Troublés par cette réussite fantastique, les Bavarois accusent le coup Deux minutes plus tard, le natif d’Alger, qui était sorti un bref instant pour soigner un mollet, récidive en offrant un caviar à Juary, entré en jeu à la mi-temps, dont la volée fait trembler les filets allemands. Le Brésilien donne l’avantage aux siens. C’est le coup de grâce. Et le 27 mai 1987, Madjer devient le premier joueur africain et arabe à remporter la Coupe aux grandes oreilles en même temps que son geste technique entrera dans la légende en portant son nom.
L’APRÈS. La « Madjer » devient une marque déposée. C’est le Fennec himself qui parle ainsi de la talonnade qui l’a rendu célèbre dans le monde entier et pour l’éternité. » Ce match-là, c’est mon plus grand souvenir. Je marque un but, je donne une passe décisive et je gagne un titre qui reste à vie dans un palmarès », a-t-il confié, il y a quelques années, dans les colonnes de FIFA. Com. Ajoutant : » Je n’avais jamais pensé atteindre un jour ce stade. Je me demandais même en entrant sur le terrain si c’était bien moi face au grand Bayern. Je me rappelle que la veille de la finale, je me demandais comment j’allais jouer.
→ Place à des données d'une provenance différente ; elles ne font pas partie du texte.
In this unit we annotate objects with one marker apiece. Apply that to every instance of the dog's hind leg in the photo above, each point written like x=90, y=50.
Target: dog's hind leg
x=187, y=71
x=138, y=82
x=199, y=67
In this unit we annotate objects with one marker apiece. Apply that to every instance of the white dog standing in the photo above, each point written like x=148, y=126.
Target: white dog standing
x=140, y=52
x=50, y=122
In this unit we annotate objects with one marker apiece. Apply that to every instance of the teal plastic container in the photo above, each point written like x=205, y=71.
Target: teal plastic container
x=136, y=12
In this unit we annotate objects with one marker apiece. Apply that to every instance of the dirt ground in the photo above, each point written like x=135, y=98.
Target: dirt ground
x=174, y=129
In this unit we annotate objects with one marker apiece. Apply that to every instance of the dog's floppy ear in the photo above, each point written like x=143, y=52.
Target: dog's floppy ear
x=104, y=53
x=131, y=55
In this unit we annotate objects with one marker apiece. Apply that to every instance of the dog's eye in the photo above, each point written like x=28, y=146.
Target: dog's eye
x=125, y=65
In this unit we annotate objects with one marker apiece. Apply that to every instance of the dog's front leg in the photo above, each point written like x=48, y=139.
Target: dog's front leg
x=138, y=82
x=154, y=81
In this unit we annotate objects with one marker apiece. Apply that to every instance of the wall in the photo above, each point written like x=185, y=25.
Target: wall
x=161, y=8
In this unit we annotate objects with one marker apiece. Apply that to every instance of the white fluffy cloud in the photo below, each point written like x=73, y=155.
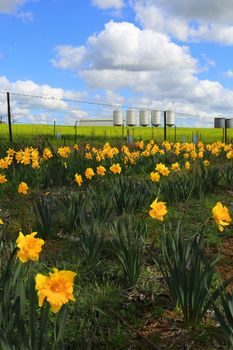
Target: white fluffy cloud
x=153, y=69
x=123, y=46
x=108, y=4
x=193, y=20
x=9, y=6
x=229, y=73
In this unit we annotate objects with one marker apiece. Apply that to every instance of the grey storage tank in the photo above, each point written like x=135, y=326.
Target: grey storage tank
x=229, y=123
x=155, y=117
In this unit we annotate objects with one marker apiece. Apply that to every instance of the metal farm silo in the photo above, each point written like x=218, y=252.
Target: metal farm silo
x=170, y=115
x=219, y=123
x=156, y=117
x=143, y=117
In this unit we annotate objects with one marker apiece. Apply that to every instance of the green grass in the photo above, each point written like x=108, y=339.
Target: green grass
x=66, y=134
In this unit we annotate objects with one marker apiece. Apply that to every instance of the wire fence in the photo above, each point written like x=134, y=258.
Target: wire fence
x=59, y=120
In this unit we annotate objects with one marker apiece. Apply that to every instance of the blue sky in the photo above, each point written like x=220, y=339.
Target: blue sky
x=148, y=53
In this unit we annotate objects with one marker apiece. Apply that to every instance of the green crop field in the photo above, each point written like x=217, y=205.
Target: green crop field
x=66, y=134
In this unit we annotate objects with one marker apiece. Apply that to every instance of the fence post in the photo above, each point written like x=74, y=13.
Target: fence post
x=9, y=115
x=165, y=126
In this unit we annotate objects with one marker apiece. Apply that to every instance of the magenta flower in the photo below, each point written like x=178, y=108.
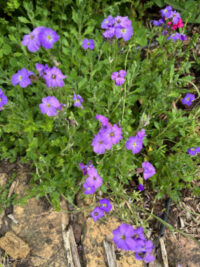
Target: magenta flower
x=54, y=77
x=88, y=44
x=148, y=170
x=77, y=101
x=48, y=37
x=97, y=213
x=49, y=105
x=122, y=236
x=89, y=189
x=3, y=99
x=22, y=78
x=188, y=99
x=105, y=205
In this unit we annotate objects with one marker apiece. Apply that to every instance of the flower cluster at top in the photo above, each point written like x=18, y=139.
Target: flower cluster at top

Mon compagnon de chambre de l’époque, Jozef Mlynarczyk, avait peur. Je lui ai dit qu’on allait gagner 2-1. Le bon Dieu m’a entendu ». J’étais dos au but, je ne pouvais faire qu’une talonnade pour marquer. Je l’ai jouée à l’instinct, je l’ai sortie comme ça. Je n’avais pas le temps pour réfléchir. Juste après la finale, j’ai refait le geste dans un match de championnat. J’ai marqué aussi ». En 1988, un an seulement après le sacre du Praterstadion, Madjer quitte « Les Dragons » pour rejoindre la Liga et le FC Valence. Une escapade de quelques mois avant de revenir à Porto pour trois ans supplémentaires dans ce qui restera à jamais sa maison. En 1990, il connait sa deuxième grande émotion en tant que joueur lorsqu’il remporte la première Coupe d’Afrique des nations de l’histoire du football algérien.